Dahulu kala, Tari Halibambang ini sangat tertutup, hanya dipentaskan jika ada acara Nyambai, selain itu Tari Halibambang ini memang merupakan tarian khusus keluarga Lampung Sekala Brak saja yang memiliki adat Sai Batin.

Penarinya pun juga sangat terbatas, hanya ditarikan oleh kalangan putri keluarga yang memang khusus untuk menghibur keluarga.

Namun seiring berjalannya waktu, tarian ini juga mengelami perkembangan dan sedikit perubahan seperti yang lainnya, Tari Halibambang tidak lagi tertutup dan mutlak sebagai tarian keluarga.

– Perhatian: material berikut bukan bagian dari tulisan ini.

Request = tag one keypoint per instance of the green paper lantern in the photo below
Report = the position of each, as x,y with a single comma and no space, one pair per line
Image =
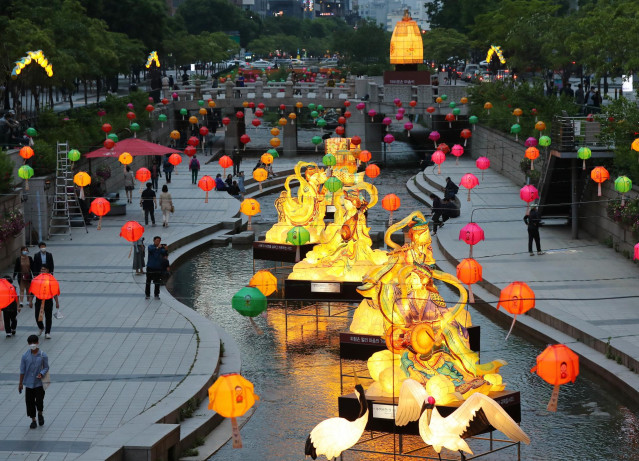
249,302
25,172
333,184
74,155
328,159
623,184
544,141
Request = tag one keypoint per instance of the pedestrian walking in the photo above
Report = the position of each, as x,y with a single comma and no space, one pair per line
10,314
166,205
42,259
22,273
129,184
44,311
194,166
533,221
148,203
154,266
34,366
138,256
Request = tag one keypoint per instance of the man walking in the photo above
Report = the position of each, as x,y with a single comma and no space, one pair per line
34,365
148,203
157,252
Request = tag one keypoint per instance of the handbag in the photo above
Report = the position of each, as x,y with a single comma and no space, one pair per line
46,379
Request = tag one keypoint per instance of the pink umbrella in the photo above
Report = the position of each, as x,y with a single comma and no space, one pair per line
472,234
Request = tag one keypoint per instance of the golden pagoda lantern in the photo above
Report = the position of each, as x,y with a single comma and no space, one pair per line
407,46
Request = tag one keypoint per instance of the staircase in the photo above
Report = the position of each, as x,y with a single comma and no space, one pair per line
66,211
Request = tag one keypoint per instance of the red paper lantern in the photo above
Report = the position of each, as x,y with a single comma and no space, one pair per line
517,298
472,234
131,231
206,183
469,271
372,171
143,174
469,181
438,157
44,286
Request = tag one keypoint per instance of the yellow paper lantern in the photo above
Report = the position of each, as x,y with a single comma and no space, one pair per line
406,45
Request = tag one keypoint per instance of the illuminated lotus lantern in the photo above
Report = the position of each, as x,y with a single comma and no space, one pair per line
472,234
265,282
584,153
434,136
438,157
528,194
82,179
391,202
483,163
531,154
557,365
599,175
225,162
623,184
457,151
517,298
231,396
100,207
469,181
207,184
25,172
250,207
469,271
298,236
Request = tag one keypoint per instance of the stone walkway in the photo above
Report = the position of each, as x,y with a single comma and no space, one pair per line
587,294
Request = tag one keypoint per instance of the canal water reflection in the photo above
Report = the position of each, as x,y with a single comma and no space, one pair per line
296,369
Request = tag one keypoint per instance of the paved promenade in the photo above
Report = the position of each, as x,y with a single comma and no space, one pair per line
115,358
587,294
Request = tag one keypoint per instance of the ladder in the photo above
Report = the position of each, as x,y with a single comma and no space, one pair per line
66,208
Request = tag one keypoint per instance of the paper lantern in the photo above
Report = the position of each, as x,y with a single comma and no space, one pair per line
265,282
298,236
557,365
44,286
131,231
472,234
99,207
438,157
206,183
457,151
623,184
469,271
231,396
26,152
469,181
599,174
365,156
531,154
250,207
372,171
584,153
517,298
434,136
74,155
391,202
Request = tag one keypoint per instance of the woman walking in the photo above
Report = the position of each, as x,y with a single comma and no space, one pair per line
22,273
166,205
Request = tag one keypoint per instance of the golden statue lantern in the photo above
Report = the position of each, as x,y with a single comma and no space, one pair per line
406,46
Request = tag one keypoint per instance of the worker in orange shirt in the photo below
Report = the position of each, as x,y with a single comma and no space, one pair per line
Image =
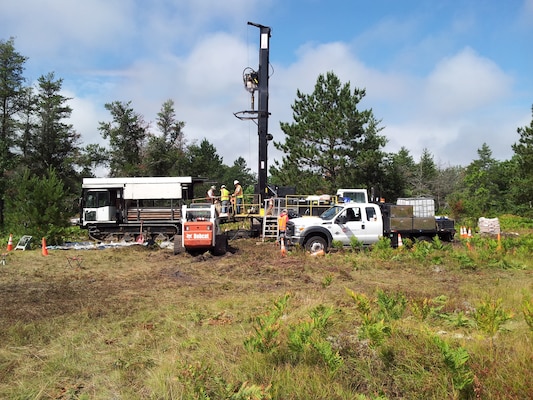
238,195
282,227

Saat ini Tari Halibambang sudah bisa dipentaskan secara terbuka untuk umum, musik yang mengiringi tarian ini dinamakan Talo Balak.

Tari Merak Kenyangan

Membahas tentang Tari Merak Kenyangan
toriqa.com

Tarian tradisionalkhas Lampung yang terakhir ada tari Merak, tarian ini sudah sangat terkenal dipenjuru Indonesia dan sudah sangat umum kita saksikan disetiap ada penggelaran adat tradisional, Tari Merak pasti akan turut serta memeriahkan acara tersebut.

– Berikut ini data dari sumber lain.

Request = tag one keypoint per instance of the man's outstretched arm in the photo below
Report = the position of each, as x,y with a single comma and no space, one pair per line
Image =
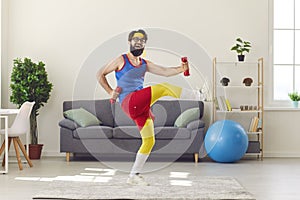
165,71
108,68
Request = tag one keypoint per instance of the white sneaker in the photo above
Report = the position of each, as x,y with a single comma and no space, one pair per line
137,180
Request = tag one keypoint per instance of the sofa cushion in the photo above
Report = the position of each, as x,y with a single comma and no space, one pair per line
171,133
167,111
102,109
69,124
121,119
126,132
187,116
93,132
196,124
82,117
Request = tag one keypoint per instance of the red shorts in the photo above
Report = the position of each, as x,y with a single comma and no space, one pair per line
137,106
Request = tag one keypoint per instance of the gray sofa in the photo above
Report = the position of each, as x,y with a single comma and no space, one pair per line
118,137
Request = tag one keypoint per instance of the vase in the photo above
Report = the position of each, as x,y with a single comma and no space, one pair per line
295,104
241,58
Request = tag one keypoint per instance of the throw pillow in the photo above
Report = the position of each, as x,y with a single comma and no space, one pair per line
187,116
82,117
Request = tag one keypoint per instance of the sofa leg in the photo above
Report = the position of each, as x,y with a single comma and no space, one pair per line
196,156
68,156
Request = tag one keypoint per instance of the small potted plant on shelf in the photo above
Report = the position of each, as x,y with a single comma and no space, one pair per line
241,47
29,82
295,97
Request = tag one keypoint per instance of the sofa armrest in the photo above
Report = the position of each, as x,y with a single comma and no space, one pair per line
196,124
69,124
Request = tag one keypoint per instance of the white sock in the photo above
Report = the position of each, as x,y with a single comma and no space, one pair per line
189,94
140,160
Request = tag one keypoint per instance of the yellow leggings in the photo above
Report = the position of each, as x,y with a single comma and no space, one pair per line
147,130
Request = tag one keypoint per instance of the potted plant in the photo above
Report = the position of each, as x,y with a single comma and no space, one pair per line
241,47
29,82
295,97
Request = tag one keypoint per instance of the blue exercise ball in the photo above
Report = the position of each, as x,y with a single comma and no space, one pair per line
226,141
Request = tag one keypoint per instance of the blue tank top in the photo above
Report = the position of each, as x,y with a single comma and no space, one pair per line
130,78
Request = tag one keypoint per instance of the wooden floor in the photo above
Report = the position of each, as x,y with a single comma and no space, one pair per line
270,179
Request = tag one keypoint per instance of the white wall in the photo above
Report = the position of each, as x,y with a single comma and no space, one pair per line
63,33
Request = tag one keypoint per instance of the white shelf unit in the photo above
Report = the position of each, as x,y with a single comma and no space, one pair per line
240,95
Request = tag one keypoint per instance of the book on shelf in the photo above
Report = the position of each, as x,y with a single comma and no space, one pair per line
228,105
254,124
223,103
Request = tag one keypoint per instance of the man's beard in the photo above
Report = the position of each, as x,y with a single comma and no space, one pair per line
136,52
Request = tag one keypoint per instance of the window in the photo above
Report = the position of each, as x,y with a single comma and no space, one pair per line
286,48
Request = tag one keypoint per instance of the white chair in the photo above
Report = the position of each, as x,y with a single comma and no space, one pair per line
19,127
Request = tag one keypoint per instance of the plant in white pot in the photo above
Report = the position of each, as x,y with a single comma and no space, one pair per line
29,82
241,47
295,97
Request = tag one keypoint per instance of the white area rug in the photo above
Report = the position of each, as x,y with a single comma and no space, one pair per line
161,188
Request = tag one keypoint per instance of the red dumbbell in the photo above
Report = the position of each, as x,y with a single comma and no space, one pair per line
186,72
119,90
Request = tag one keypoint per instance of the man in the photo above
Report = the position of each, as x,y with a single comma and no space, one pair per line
136,100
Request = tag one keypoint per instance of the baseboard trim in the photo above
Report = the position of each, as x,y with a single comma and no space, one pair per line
266,154
282,154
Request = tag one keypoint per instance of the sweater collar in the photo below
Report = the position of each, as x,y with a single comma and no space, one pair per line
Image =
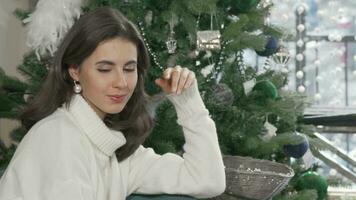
107,140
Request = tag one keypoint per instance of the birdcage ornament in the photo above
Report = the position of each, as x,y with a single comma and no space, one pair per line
282,56
171,44
209,39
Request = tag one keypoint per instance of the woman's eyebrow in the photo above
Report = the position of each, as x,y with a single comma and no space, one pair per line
130,62
107,62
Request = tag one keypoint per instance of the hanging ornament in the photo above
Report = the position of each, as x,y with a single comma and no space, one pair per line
269,131
308,159
207,70
270,48
148,18
297,150
49,23
266,89
282,56
223,96
171,43
209,39
248,86
312,180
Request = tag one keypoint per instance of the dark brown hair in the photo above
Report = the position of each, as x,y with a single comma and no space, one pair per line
80,42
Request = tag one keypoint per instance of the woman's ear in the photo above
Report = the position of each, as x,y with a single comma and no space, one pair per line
73,71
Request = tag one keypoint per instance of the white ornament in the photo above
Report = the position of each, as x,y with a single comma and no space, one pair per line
207,70
299,57
208,54
317,63
269,133
308,159
248,85
284,70
300,74
300,9
49,23
300,43
301,89
301,27
332,172
317,97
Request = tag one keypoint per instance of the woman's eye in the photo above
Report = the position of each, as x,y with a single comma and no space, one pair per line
130,69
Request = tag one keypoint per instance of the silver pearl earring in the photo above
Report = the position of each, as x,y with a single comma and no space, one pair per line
77,88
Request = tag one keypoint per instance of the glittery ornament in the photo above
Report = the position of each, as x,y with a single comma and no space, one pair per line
297,150
223,96
313,180
269,132
171,44
270,48
208,40
282,56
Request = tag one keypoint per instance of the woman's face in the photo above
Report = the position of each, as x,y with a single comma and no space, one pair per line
108,76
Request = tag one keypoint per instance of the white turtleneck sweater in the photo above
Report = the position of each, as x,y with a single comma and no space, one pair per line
70,155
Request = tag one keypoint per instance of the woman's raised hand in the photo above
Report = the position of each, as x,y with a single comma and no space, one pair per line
176,80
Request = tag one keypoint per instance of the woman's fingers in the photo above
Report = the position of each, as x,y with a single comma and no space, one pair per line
175,76
190,80
182,80
175,80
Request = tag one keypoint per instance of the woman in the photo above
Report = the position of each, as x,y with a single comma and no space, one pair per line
88,123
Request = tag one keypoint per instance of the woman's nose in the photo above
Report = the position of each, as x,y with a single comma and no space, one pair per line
120,80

Lihat beragam properti yang digunakan dalam Tari Merak Disini.

Tari Merak memiliki ciri-ciri adanya banyak hiasan seperti burung merak, busana Tari Merak dibuat hampir serupa dengan hewan nya itu sendiri sehingga terlihat sangat menarik.

Banyak motif bulu halus, dan warna kain dan bajunya juga dibuat mirip sekali dengan warna pada bulu burung merak yang asli; hijau biru atau hitam.

Busana Tari Merak juga dilengkapi dengan sepasang sayap yang menggambarkan sayap burung merak sedang dikembangkan.

Gambaran burung merak asli akan lebih terlihat pada saat para penarinya mengenakan mahkota yang dipasang di atas kepala mereka.

Personil atau penari tari merak biasanya berjumlah minimal tiga orang dengan masing-masing di setiap  gerakan penarinya mengandung makna serta fungsi masing-masing.

Dalam pementasannya tari merak diiringi oleh lagu Macan Ucul, terdapat beberapa adegan waditra boning dipukul di bagian kayunya yang amat keras sampat terdengar bunyinya, itu maknanya adalah sepasang burung merak sedang bermesaraan.

Tari merak dipentaskan untuk penyambutan gelar adat Lampung.